The judge in Drew Peterson's murder case says he will announce his decision on a mistrial motion Wednesday morning.
This is the third motion for mistrial in the three-week-old trial.
Sparking Tuesday's action was a question from prosecutor Kathleen Patton during her questioning of Teresa Kernc, a former colleague of Peterson's with the Bolingbrook Police Department.
"Did she tell you she wanted to get an order of protection?" Patton asked, broaching a subject previously barred by the judge.
"There was one thing I told you not to go into and that's exactly what you did," said Judge Edward Burmila.
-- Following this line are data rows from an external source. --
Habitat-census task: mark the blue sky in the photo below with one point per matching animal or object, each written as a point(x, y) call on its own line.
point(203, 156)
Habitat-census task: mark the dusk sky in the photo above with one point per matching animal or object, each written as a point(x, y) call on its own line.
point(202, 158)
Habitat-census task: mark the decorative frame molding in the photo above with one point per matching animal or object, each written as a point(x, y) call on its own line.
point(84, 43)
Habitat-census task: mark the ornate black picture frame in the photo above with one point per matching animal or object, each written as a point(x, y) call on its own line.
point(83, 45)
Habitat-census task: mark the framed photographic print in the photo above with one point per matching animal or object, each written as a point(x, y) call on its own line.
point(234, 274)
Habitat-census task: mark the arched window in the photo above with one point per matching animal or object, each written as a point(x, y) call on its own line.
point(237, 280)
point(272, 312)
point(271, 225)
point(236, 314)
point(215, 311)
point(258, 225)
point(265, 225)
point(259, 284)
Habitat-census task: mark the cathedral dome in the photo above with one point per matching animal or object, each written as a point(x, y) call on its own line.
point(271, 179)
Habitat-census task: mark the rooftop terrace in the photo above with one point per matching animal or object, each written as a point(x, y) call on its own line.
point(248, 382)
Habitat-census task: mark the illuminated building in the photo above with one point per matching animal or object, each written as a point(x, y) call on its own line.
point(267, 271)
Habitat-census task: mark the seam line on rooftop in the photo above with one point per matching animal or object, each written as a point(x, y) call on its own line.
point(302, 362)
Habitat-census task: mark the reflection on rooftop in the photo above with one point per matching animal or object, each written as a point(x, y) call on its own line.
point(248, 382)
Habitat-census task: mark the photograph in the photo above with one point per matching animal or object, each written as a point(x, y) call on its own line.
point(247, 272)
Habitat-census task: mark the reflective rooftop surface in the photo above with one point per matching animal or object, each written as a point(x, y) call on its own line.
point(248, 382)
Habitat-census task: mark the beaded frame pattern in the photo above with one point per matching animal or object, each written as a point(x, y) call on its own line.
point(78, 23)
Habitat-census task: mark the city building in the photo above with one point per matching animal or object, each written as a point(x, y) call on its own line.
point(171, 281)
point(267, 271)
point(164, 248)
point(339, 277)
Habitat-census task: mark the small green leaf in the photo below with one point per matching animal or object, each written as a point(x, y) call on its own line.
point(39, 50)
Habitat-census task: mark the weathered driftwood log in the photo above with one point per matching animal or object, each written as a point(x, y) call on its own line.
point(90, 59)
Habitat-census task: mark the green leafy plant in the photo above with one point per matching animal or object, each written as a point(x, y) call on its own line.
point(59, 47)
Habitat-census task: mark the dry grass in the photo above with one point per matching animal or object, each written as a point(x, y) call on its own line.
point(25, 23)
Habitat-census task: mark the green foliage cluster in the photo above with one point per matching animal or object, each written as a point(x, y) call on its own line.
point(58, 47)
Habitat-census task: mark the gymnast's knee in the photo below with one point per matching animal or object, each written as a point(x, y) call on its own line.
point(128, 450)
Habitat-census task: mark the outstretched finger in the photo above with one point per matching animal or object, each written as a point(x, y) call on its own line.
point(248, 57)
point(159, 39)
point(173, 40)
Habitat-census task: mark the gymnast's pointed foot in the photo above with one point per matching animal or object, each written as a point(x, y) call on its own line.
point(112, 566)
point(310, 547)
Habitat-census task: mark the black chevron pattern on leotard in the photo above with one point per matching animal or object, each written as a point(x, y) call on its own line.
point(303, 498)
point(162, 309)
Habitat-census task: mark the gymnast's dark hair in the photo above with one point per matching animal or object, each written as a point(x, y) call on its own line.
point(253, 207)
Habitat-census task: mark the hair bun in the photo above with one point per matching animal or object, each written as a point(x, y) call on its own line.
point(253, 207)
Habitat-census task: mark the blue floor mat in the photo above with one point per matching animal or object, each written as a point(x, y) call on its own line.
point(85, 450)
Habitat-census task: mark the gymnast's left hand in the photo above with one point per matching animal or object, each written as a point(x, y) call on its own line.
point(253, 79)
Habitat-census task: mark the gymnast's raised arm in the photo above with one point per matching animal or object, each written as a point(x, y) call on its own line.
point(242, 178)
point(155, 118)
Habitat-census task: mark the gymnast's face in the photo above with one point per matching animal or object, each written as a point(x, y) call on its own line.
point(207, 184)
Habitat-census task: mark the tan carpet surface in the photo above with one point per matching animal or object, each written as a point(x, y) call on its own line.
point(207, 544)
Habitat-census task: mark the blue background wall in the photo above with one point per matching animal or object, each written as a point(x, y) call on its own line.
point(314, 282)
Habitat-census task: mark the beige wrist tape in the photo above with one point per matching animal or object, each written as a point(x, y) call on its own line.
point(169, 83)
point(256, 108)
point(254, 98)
Patton was visibly shaken.
"I'm sorry. It's my fault," said Patton, explaining that the question mentioning the order was on a prepared list that she began reading inadvertently.
A few minutes later, Patton could be seen in an adjoining room during a break, her shoulder slumped forward, her face buried in her hand, shaking her head over and over. Will County State's Attorney James Glasgow stood at a distance, his head down.
Court resumed after a 30 minute recess, with attorneys on both sides pleading with the judge.
Patton asked that she, alone, be held accountable for the blunder. Peterson attorney Joel Brodsky said the trial has been filled with "an avalanche of prejudicial, illegal evidence" and the case should be thrown out.
But Burmila didn't seem to care for the specificity of the defense team's request, which wanted only a ruling of a mistrial with prejudice, meaning the charges would be dropped and Peterson could not be tried again.
"You don't say to the court, 'We only get a mistrial the way we want the mistrial,'" he said.
A ruling of mistrial without prejudice would mean prosecutors could re-try Peterson with a new jury.
Two weeks ago, Burmila considered another motion for a mistrial after prosecutors asked a question that the judge said they should have not asked. At the time, the judge said he thought Peterson could still get a fair trial.
Savio was found dead in a dry bathtub in her home in 2004. Her death was initially ruled accidental. Following the disappearance of Peterson's fourth wife, Stacy Peterson, Savio's body was exhumed and the death ruling amended to a homicide.
Drew Peterson denies he had anything to do with his fourth wife's disappearance, long maintaining that she left him for another man. He's not been charged with any crime involved in that case but does remain a suspect.
Any presumption that Stacy Peterson is dead was not allowed during this trial.